Whether you're a permanent teacher, supply teacher or student teacher, you'll find others in the same situation on our Staffroom forum.

school over funded.

259 replies

user1497480444 · 25/06/2017 10:05

Surely I can't be the only one that feels this.

I am a TA. I am paid 15k a year to support children who refuse to accept my support, don't need my support, or are too academically limited to make use of my support.

There are 25 of us in my school

nearly half a million pound s year spent on nothing.

If children were made to behave, if children were in lessons leading towards appropriate qualification for their abilities, if children were encourages to work independently etc etc they would learn far more anyway, and all that could be done WITHOUT us.

OP posts:
oldbirdy · 25/06/2017 13:26

Yes, but, NannyOgg, in the years since it was published, as someone who goes to many many schools to interact with SEN students, I can tell you that TAs working one on one with students to complete work that is insufficiently targeted to their needs continues to be the case in far too many schools. I think OP is quite perceptive to realise that this is not in the best interests of the students involved, and whilst she has expressed this in a clumsy way, I think that makes her a wise TA not an idiot. She just needs the power to make the changes she can see are necessary.

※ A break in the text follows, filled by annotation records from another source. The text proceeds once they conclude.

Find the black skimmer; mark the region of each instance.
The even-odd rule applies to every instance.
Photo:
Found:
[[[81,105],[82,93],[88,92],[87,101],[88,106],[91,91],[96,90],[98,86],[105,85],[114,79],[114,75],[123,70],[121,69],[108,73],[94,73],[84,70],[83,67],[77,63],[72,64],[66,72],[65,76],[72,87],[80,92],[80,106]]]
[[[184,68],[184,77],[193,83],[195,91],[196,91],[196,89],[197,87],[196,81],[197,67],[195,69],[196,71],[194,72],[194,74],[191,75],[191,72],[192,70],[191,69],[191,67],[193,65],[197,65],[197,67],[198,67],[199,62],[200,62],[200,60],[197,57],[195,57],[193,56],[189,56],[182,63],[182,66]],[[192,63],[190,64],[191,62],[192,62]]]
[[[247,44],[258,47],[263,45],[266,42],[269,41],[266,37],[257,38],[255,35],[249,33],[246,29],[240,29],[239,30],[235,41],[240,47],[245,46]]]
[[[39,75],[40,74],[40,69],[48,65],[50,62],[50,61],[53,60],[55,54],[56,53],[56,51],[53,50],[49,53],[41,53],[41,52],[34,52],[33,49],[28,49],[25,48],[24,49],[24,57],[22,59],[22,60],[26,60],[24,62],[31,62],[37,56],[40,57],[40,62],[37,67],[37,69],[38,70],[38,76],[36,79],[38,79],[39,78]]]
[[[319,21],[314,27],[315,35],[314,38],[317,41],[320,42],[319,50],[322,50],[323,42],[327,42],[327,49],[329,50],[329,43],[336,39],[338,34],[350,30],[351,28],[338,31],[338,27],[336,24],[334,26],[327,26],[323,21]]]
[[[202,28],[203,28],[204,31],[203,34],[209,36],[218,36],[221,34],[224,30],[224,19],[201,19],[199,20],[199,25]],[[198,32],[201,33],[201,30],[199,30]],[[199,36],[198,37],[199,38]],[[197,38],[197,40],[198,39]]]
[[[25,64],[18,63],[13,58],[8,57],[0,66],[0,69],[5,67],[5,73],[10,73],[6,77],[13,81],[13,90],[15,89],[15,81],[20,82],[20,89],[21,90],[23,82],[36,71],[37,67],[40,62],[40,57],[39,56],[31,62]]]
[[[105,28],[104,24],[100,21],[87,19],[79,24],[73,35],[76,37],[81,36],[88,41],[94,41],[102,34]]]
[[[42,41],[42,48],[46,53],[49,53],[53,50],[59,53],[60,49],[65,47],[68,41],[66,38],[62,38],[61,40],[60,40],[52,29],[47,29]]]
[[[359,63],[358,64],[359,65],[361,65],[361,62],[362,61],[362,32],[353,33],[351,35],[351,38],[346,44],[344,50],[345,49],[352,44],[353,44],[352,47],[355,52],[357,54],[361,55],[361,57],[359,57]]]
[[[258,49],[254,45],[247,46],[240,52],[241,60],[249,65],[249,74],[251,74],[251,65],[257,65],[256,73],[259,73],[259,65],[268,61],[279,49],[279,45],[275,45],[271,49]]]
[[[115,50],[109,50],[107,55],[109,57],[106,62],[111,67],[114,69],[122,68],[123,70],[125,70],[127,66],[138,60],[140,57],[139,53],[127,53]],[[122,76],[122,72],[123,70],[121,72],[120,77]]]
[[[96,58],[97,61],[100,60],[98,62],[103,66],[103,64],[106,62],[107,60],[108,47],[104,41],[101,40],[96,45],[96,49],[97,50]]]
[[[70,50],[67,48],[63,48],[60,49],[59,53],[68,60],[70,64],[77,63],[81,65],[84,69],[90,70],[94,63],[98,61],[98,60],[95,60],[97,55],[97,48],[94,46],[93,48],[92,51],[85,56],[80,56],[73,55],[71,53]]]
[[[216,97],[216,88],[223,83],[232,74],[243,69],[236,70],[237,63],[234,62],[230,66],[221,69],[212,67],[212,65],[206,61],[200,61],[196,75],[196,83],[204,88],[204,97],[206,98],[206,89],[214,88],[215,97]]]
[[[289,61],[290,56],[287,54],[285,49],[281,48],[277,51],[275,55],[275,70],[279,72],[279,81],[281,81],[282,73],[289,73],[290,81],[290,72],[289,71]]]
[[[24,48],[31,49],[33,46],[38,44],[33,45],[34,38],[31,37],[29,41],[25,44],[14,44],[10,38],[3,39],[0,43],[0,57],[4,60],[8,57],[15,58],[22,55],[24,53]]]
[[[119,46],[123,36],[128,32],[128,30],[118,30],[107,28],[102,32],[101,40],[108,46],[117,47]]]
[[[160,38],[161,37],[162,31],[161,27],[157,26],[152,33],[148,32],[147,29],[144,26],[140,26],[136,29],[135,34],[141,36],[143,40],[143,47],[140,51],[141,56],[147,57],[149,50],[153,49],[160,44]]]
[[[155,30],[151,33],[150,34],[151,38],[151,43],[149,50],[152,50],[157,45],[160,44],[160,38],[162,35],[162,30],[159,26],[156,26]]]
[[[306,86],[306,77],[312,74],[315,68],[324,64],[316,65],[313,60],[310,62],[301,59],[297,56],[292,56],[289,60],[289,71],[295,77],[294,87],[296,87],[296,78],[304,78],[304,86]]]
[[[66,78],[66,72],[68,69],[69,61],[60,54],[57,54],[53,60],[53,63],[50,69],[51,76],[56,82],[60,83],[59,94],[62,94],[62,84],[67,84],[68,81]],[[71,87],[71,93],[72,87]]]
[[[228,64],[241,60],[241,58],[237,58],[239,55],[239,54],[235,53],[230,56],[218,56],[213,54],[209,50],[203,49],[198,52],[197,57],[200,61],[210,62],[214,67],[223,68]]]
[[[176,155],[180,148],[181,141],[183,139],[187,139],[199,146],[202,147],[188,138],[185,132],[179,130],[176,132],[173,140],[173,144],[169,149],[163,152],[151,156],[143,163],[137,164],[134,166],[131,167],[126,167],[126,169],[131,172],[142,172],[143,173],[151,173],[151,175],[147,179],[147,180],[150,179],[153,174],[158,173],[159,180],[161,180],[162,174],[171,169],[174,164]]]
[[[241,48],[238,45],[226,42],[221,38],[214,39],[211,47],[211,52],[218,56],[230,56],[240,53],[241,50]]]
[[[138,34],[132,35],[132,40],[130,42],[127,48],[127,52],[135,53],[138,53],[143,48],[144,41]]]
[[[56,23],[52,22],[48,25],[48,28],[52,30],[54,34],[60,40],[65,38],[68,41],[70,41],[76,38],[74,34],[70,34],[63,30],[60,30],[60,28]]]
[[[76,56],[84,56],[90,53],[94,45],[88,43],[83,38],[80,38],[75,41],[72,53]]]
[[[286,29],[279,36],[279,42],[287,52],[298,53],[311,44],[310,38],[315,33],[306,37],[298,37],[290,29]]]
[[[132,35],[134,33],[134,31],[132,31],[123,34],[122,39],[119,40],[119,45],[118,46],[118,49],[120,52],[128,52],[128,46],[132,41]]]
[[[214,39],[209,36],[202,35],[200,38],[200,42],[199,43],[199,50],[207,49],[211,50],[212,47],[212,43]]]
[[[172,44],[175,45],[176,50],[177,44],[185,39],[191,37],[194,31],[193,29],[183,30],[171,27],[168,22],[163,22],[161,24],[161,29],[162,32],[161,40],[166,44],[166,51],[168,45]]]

And I do find in many secondary schools that they simply say "we don't offer entry level / asdan" and so sen students leave with no qualifications at all. It is a scandal.

user1497480444 · 25/06/2017 13:27

Your massive generalisations are ignorant and very unhelpful. How many years experience do you have in schools? How many schools have you taught in? What are your qualification?

25 years experience, around 30 schools including being a governor of several, as working long term part time in several at once, taught in about 10 schools long term, I know around 5 local secondary schools very well. highly qualified, as I've said. Like many TAs, an ex teacher. I am now returning to teaching as head of sixth form in an independent school.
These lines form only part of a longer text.